Some 55 million elective abortions have been performed in the United States since the Supreme Court decided Roe v. Wade on January 22, 1973. If you do the math, that's one abortion roughly every 25 seconds—for 40 years.
We were told that Roe, by eliminating "unwanted" preborn children, would lead to happier families and less child abuse, and that it would lessen the economic strain of families that couldn't afford more mouths to feed. The exact opposite has happened. Since 1973, the share of children living in poverty has soared, according to the Census Bureau, from 14.4 percent in 1973 to 22 percent in 2011.
The Supreme Court's declaration that unborn babies have no constitutional rights has also coincided with a rise in the divorce rate. And while roughly 13 percent of children were born to unwed mothers in 1973, 41 percent of children are now born out of wedlock. In fact, as of 2009, the majority of new mothers under 30 were unmarried.

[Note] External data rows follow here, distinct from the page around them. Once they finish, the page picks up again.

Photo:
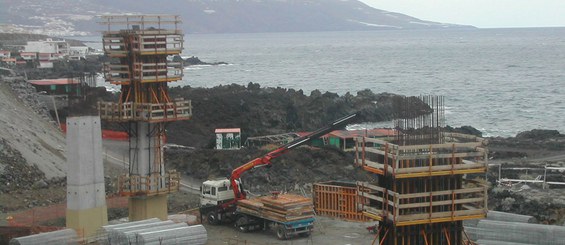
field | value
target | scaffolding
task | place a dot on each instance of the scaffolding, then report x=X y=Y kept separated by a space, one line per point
x=140 y=50
x=421 y=196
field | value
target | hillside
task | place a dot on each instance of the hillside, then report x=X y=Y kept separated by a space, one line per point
x=31 y=147
x=78 y=17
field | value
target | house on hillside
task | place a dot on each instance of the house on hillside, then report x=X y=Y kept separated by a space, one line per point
x=5 y=54
x=49 y=46
x=28 y=56
x=228 y=138
x=345 y=139
x=78 y=53
x=48 y=51
x=61 y=86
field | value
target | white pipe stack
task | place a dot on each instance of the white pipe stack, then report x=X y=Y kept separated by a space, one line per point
x=152 y=231
x=132 y=236
x=194 y=235
x=510 y=217
x=66 y=236
x=515 y=232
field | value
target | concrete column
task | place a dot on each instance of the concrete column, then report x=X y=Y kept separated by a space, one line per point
x=146 y=160
x=86 y=195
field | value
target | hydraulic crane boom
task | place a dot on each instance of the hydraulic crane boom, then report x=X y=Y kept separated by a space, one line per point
x=266 y=159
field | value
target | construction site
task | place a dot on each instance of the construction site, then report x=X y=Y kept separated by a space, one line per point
x=415 y=182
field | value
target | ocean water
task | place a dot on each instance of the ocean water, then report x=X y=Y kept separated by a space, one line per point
x=500 y=81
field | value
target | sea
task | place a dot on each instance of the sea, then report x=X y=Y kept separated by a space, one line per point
x=500 y=81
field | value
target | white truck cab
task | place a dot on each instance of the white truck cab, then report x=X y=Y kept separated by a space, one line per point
x=215 y=192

Abortion has also contributed to a rise in STD rates. A 2006 study in the Journal of Legal Studies found that by lowering the cost of sexual activity, legalized abortion encouraged people to engage in more and more reckless sex, prompting an increase in sexually transmitted diseases. Researchers found that abortion was legalized there was up to a 25 percent increase in gonorrhea and syphilis rates across the country. There are also peer-reviewed studies suggesting that having an abortion increases a woman's risk of breast cancer, depression, placenta previa, subsequent premature births, and low birth-weight babies. Numerous studies find that abortion is strongly correlated with higher risk of drug abuse and alcoholism.
And despite the abortion industry's efforts to "normalize" abortion, most women just don't see it as a positive experience. A 2009 poll found that of people who knew a woman who had had an abortion, 55 percent said her abortion was a negative experience, and only 33 percent a positive experience.
It would be wrong to place the blame for these negative trends on abortion alone. But it is undeniable that the wholesale destruction of innocent human life has contributed to a coarsening of our culture, the exploitation of women, an unraveling of the family, and a poverty of the soul.